People who profitably trade with margin , how many times a day do you trade in general ? Would you rather scalp 3-6 times a day or ride a position for a day or more ?
People who profitably trade with margin , how many times a day do you trade in general...
that's a scam site, you'll lose all your money. Take my advice or get rekt
my experience is that is better holding position for days or weeks rather than trade daily the problem with daily trading is that i mostly get emotional after some time
can confirm, lost all my money. did months of research, tried a paid group, tried following other traders who claimed success
putting money on bitmex was the worst decision of my life
go longer period of time with lower margin. Or better do not trade at all.
Many scalps per day, I find btc too unpredictable to trade longer term than that. I have almost no tolerance for losses and close them. I had to move from bitmex to deribit because mex became too scammy with their system overload and suspicious downtimes. It's near impossible to scalp on bitmex now.

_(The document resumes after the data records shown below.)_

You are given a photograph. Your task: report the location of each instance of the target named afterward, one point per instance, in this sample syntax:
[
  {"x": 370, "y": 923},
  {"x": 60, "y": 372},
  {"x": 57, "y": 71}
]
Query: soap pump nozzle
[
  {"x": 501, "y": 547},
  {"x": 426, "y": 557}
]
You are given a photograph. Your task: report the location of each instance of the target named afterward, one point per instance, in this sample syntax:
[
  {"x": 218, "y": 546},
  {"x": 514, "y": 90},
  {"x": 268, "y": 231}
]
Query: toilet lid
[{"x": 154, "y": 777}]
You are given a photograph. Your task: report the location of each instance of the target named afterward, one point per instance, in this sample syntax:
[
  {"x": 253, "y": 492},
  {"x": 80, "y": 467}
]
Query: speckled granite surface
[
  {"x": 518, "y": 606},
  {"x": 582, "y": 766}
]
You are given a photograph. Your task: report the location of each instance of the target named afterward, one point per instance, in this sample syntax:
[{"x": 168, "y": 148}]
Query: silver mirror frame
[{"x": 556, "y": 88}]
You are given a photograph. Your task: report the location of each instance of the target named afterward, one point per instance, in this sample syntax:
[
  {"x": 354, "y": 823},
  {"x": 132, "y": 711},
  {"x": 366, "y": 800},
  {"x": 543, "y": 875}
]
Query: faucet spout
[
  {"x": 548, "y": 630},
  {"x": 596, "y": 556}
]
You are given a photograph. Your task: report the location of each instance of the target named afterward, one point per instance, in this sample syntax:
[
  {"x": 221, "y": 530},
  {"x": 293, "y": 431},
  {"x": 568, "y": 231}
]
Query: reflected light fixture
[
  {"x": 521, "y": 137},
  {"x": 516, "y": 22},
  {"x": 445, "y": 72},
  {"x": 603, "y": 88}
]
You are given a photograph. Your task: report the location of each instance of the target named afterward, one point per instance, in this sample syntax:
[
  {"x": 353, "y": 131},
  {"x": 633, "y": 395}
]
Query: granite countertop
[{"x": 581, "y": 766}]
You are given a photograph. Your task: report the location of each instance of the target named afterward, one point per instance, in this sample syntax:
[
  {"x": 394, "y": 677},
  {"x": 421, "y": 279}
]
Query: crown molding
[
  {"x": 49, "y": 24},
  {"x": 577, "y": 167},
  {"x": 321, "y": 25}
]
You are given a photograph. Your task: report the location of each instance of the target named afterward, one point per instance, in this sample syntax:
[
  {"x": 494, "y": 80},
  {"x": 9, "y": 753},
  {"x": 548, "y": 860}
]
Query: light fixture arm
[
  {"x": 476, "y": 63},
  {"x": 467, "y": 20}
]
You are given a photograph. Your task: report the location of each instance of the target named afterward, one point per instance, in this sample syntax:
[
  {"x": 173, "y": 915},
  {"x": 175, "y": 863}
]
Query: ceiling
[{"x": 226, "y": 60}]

On average I use between 5x - 10x leverage, I only use cross, never isolated.
>deribit
Any other sites you can recommend that do at least 10x leverage. inb4 dyor
can I trade there like on an actual bitcoin exchange or bitmex? I don't understand futures and options and bitmex is like trading actual bitcoins.
Yes.
You simply pay an interest (small) for what you "borrow", that's it
but it is a more complicated market, some people call it scam because if you leverage you can lose it all, just don't leverage or leverage it only 2x if you don't want to lose anything ever
Only other one I can think of is okex, I found okex was too buggy and not suited for short term scalps. Deribit is just like mex but with 50x max leverage and no isolated margin but also lacks the terrible system overload issues.
>can I trade there like on an actual bitcoin exchange or bitmex? I don't understand futures and options and bitmex is like trading actual bitcoins.
You can just trade them as if they were a BTC/USD pair but you must remember your margin is in BTC. By default you are long BTC 1x without any position, if you have 1 BTC margin and buy 1 BTC worth of futures so you are now 2x long on BTC, if it drops 50% you lose everything, every $1 it goes up you gain $2. The inverse applies, if you sell 1 BTC of futures it's the same as being in USDT or cash, the value of your account in USD won't change but you will have more or less BTC depending on the price.
Generally you can just buy 1x your account to long and short 2x your account for shorting if you just want to play it safe and trade it as if it were BTC/USD.
yep, nothing can predict those massive green and red dildos. shit is a scam.
evolve.markets has 50X leverage on BTC and a couple of the main alts like ETH,LTC, BCH, and XMR.
You realize that bitmex is trading futures and not real BTC?
Yes, that's why I've written "an actual bitcoin exchange OR bitmex". However, the perpetual contracts have no expiry date, that's different to deribit.
Thanks, but I think I was a bit unclear with my question. You have those futures on deribit. How does the price behave for those? I'd like to use my trading strategy for trading btc (or the perpetual contracts, they behave the same) and therefore I'd like to have something that follows the btcusd price. Do futures behave like this?
Also, the volume on deribit seems a bit low.
Ignore the poorfag brainlets in this thread. I trade anything from twice a day to once a week.
>Thanks, but I think I was a bit unclear with my question. You have those futures on deribit. How does the price behave for those? I'd like to use my trading strategy for trading btc (or the perpetual contracts, they behave the same) and therefore I'd like to have something that follows the btcusd price. Do futures behave like this?
They don't follow it as closely as bitmex perpetual swap, in practice it just slowly develops a premium or discount but short term movements are the same as the BTC price, arb bots won't allow it to deviate much. It's harder to say which is easier to manipulate, you can do a huge dump on gdax or bitstamp and liquidate bitmex perpetual swap traders, it would probably cost more to dump deribit futures than those when volume is thin. When the contract expires it settles at the BTC spot price, so generally the further away it is from that date the more it drifts. The bitmex perpetual swap doesn't actually work either, I have seen it remain $300 away from spot price for days on end.
That doesn't sound too bad actually, I set my entries and exits specifically for the exchange I'm trading on anyway, so a premium is no problem as long as the short term movements are similar.
but deribit has shit liquidity?
dont you get wrecked when the price doesn't actually follow other exchanges?
I made 5 trades daily in bmex, 50x, rate win %98
Stay poor assholes
The more I've gotten accustomed to trading the less I find myself trade. Now I try and identify medium-term trends and just ride those instead of trying to scalp every little trade, because more often than not you end up missing the bigger picture and find yourself out of position when the big move finally comes.
I have found there's bots always lurking ready to absorb large orders, as long as they get their $10 to $40 profit or so they will tear through millions of dollars worth. Mark price adjusts slowly so running stops and liqs is not practical. You could do it with millions worth of BTC but chances of making a profit are slim.
nice! tell me more about your bitmex experience
So you make bank off those small $30 pumps/dumps I'm guessing. How profitable is this? Whats your all time ROE?